Teaching Philosophy

Successful music education requires equal passion and dedication to both music and teaching. I believe in music education that motivates and inspires students through positive modeling and approval-based techniques and ultimately teaches the student to teach herself with confidence. I believe that in order to create this style of education, the teacher must develop an understanding and rapport with the student and encourage musical growth through creative problem solving and attention to detail.

While it is essential to approach every student as a unique musician, there are certain fundamental skills that all clarinetists must possess, among those, beautiful tone, working embouchure, supported breathing, facile technique and articulation, and thoughtful phrasing. Some of my favorite books to use to achieve competency in these basic skills include the J.B. Albert 24 Varied Scales and Exercises, the Carl Baermann Complete Method Third Division, the 32 and 40 Etudes of Cyrille Rose, the Gustave Langenus Complete Method Part Three and the Larry Guy books on Embouchure and Intonation, as well as other exercises such as long tones. As a student progresses, I prefer to then tailor etudes to the individual needs of the student, often employing such studies as the Cavallini Caprices, the Jeanjean 18 Etudes, or the Kell Staccato Studies. Literature also plays an important role in my teaching. It is important that students understand the body of works available for the clarinet and have the opportunity to perform them as they are able according to their proficiency level. The clarinet has such a rich and varied musical history, and every clarinetist should be well versed in the events, the music and the players.

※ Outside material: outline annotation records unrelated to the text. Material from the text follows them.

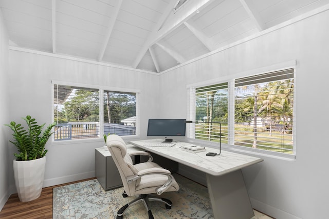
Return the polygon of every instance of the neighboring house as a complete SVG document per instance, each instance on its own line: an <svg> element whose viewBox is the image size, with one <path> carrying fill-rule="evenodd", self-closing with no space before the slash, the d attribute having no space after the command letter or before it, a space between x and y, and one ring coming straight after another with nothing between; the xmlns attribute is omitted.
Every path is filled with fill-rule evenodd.
<svg viewBox="0 0 329 219"><path fill-rule="evenodd" d="M125 126L133 126L135 127L136 127L136 116L122 120L121 121L121 122L123 123Z"/></svg>

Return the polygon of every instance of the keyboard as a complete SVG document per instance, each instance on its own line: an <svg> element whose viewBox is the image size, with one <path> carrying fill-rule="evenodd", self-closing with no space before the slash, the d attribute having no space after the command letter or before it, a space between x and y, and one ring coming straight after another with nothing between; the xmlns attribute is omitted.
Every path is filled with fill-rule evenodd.
<svg viewBox="0 0 329 219"><path fill-rule="evenodd" d="M147 143L144 146L145 147L170 147L176 145L174 143Z"/></svg>

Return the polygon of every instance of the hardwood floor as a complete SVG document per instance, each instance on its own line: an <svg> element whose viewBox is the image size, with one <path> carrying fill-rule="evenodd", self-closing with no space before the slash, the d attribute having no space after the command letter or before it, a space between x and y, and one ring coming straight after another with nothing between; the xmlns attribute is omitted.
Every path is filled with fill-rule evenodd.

Music is more accessible today than ever, and listening plays an important part in any musical education. It is vital that students take advantage of the opportunity to hear great players, not only on their own instrument but on every instrument. I also find it extremely valuable for students to record themselves in lessons and in the practice room. The recording offers an objective account of one's playing and can be used for significant improvement. Music education plays an important part in developing future performers and educators as well as providing an appreciation for the aesthetic elements within a society. I hope that my philosophy articulates my desire to create a positive educational atmosphere that is as encouraging as it is challenging.